All of the WLAK members have revealed parts of their personas on other records, but a first-time listener may be left wondering exactly who Dre Murray, Swoope, Alex Faith, and Christon Gray are. Sure they’re royalty in the eyes of their God – but what else?
While I’m unaware if WLAK shattered the record for acronyms on a record (see: “YHWH,” “ABNY” and “WLAQ”), it had me SMHing throughout. At least that’s my reaction to hearing lines as disgusting as Swoope’s “Here for a reason, not a contingency—was an empty seed, just a fetus formed with a Matt Damon-chemistry till the Trinity’s entity entered me with a re-Bourne identity.”
WLAK features all the strengths which made Collision Records’ previous release, Wake Up, a classic in many critics’ minds—lyrics that leave you shaking your head in admiration, replay value and a concept album so deep you’ll be embarrassed to play the radio’s shallow hip-pop with your windows down. It also eliminated, or at least diminished, the perceived weaknesses of its predecessor.

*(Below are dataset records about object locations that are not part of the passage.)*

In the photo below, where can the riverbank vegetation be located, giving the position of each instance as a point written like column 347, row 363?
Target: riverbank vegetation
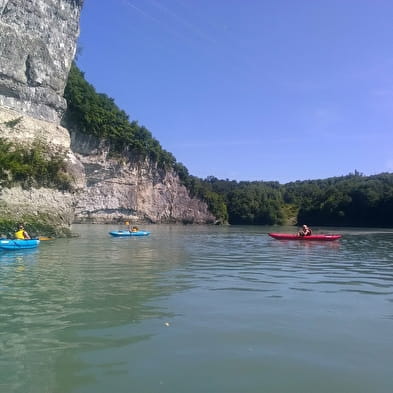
column 32, row 166
column 351, row 200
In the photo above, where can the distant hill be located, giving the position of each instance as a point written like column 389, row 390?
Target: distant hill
column 352, row 200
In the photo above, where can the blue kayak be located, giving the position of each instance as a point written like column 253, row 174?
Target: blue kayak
column 17, row 244
column 128, row 233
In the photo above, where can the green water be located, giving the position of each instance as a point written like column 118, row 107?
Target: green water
column 198, row 309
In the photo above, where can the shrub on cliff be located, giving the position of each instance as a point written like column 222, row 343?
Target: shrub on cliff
column 32, row 166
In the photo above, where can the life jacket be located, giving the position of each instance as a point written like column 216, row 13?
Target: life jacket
column 20, row 234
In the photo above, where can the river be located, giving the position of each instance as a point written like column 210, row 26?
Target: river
column 198, row 309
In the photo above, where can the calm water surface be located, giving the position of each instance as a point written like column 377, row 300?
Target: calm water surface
column 198, row 309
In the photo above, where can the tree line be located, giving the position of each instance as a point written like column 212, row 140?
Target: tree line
column 351, row 200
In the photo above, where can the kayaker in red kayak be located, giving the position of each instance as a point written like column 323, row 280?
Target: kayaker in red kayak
column 306, row 231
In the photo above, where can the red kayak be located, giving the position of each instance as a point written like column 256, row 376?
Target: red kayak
column 289, row 236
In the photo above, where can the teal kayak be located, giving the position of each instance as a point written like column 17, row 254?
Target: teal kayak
column 18, row 244
column 129, row 233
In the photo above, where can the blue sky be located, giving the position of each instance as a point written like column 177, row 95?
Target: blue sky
column 279, row 90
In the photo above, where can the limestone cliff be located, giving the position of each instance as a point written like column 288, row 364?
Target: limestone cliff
column 37, row 46
column 131, row 188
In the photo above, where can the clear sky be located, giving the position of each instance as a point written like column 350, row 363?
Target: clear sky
column 279, row 90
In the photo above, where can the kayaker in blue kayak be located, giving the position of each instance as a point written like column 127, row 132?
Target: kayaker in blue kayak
column 21, row 233
column 305, row 231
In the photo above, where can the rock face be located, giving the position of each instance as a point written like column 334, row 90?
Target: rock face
column 37, row 46
column 131, row 189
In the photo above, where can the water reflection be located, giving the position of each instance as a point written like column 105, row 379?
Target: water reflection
column 77, row 311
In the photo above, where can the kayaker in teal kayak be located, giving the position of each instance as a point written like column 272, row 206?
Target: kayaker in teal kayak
column 305, row 231
column 21, row 233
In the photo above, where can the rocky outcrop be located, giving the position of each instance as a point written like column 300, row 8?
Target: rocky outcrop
column 37, row 46
column 131, row 189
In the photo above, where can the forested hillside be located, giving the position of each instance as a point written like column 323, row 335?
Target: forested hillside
column 352, row 200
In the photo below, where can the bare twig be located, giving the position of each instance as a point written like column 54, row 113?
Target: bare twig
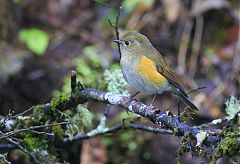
column 20, row 114
column 120, row 126
column 195, row 90
column 182, row 53
column 116, row 28
column 3, row 156
column 8, row 134
column 21, row 148
column 196, row 45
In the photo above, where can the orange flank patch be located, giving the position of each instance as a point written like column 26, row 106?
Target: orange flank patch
column 148, row 70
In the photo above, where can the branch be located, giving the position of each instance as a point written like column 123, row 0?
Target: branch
column 101, row 130
column 161, row 118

Wit’s A&R performance makes any questionable Wake Up mixing and mastering a distant memory. And if Swoope’s Kanye West/Lupe Fiasco-like sound really grates on your nerves, a collaboration effort with Dre Murray, Christon Gray and Alex Faith’s mesmerizing voices offers variety. WLAK somehow, someway, lived up to its
sky-high king’s throne-high expectations.

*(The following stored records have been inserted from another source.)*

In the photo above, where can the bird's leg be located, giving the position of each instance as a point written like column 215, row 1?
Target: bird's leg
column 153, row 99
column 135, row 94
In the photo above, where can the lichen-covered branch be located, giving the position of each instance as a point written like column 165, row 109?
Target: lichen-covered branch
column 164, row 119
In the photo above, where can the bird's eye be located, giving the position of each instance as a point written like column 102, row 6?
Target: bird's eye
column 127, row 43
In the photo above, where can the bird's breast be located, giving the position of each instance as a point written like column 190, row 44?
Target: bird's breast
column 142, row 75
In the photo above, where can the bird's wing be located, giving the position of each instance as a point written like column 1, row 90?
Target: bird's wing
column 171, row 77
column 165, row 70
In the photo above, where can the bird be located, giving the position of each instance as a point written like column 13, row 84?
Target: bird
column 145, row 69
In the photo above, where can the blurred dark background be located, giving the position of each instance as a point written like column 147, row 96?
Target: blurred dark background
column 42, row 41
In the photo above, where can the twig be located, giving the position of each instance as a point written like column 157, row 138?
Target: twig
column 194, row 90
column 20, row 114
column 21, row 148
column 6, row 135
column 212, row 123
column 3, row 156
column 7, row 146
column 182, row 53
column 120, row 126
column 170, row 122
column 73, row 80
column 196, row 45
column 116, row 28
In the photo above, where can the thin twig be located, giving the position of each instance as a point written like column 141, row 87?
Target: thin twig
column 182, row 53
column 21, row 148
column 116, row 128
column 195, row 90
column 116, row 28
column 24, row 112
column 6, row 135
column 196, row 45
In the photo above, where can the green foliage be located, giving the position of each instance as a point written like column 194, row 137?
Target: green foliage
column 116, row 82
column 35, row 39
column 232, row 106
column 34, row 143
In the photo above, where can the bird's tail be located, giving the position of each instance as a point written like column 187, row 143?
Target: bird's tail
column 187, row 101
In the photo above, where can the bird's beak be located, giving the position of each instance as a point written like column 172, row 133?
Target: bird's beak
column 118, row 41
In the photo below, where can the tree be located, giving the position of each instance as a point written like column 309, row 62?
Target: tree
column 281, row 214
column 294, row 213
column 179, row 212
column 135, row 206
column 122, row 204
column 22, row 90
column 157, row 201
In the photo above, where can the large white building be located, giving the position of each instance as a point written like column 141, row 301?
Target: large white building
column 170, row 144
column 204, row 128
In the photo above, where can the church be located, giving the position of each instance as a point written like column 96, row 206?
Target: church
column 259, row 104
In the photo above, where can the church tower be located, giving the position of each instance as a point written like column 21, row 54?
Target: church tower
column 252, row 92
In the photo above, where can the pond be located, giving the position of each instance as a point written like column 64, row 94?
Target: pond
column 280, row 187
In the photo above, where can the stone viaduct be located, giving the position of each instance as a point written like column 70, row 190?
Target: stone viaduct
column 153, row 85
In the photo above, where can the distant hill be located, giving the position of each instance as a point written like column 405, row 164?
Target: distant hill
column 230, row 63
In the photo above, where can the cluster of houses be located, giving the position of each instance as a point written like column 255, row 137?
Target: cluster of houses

WLAK’s self-titled debut aims to shine a light on what it means to be a Christian and have the Holy Spirit live through oneself. The lyrics are for and about Christ, but are accessible to those unfamiliar with Christian hip-hop. Namely, Dre Murray is the strongest rapper of the group, though everyone brings their A-game. WLAK is a group keen for wordplay, and the members convey their message through such. “They say when in Rome, do what Romans do/But this ain’t Rome, so we do what Romans do” Swoope raps on “ABNY (Marty McFly).”

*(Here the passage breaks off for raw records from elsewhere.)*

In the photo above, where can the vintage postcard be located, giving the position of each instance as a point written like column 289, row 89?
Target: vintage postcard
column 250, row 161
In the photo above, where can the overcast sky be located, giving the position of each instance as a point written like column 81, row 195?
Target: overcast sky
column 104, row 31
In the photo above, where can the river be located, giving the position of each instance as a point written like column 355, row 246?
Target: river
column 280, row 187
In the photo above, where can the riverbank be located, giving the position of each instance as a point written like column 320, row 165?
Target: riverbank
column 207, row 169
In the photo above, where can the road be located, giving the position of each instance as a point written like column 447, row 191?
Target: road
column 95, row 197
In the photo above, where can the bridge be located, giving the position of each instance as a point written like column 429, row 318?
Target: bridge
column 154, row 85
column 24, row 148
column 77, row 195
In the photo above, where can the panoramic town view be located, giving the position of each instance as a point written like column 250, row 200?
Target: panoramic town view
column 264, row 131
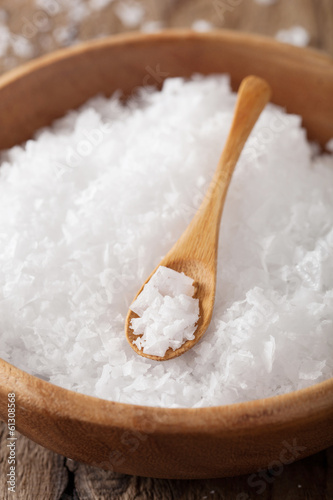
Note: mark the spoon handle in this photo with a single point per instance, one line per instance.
(253, 94)
(200, 239)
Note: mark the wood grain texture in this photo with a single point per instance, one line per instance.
(40, 473)
(49, 476)
(247, 15)
(314, 474)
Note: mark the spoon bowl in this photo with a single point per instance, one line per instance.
(195, 253)
(205, 284)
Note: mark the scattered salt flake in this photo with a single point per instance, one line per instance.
(202, 25)
(329, 145)
(151, 26)
(296, 35)
(130, 12)
(99, 4)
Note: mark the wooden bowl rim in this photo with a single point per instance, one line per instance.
(286, 50)
(41, 395)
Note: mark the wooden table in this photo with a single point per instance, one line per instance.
(44, 475)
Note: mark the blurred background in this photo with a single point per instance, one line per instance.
(30, 28)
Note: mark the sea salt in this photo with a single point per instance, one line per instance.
(89, 207)
(167, 312)
(295, 35)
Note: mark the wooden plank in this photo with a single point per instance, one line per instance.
(39, 473)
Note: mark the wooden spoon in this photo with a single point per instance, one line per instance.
(195, 253)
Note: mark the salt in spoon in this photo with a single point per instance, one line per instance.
(195, 252)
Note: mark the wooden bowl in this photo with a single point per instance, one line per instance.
(147, 441)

Occasionally, WLAK becomes too self-righteous for its own good. “Reign is Coming” sounds somewhat insulting to non-believers. In particular, LeBron James is name-dropped multiple times on the album, which is probably because of his nickname, “King James.” While WLAK’s point about false kings is clear, the name-checking of the likes of LeBron James and Michael Jordan detracts from the compassionate feel that otherwise permeates the album.
Since WLAK is a rap album, I was surprised- though not unpleasantly so- that Christon Gray’s vocals often stole the show. His hook on “Long Way Down” is soulful and infectious, and he successfully carries a tune on multiple other songs. The only time the album’s singing falters is during the course of back-to-back songs “Eyes for You” and “WLAQ.” The two songs are a bit too similar for their own good; the themes and music should probably have been combined into one track.
While strong lyrics are in abundance throughout, WLAK is bogged down by hit-or-miss beats. In contrast to stronger, soul-tinged production on “Long Way Down” and “Arena” are ear-sores on tracks like “YHWH” and “All In.” The bland production on several songs is WLAK’s biggest drawback.
The members of WLAK are authentically Christian and authentically hip-hop. Their debut album showcases both strong lyricism and emotional honesty, but poor production on too many songs keeps this album from being a clear winner.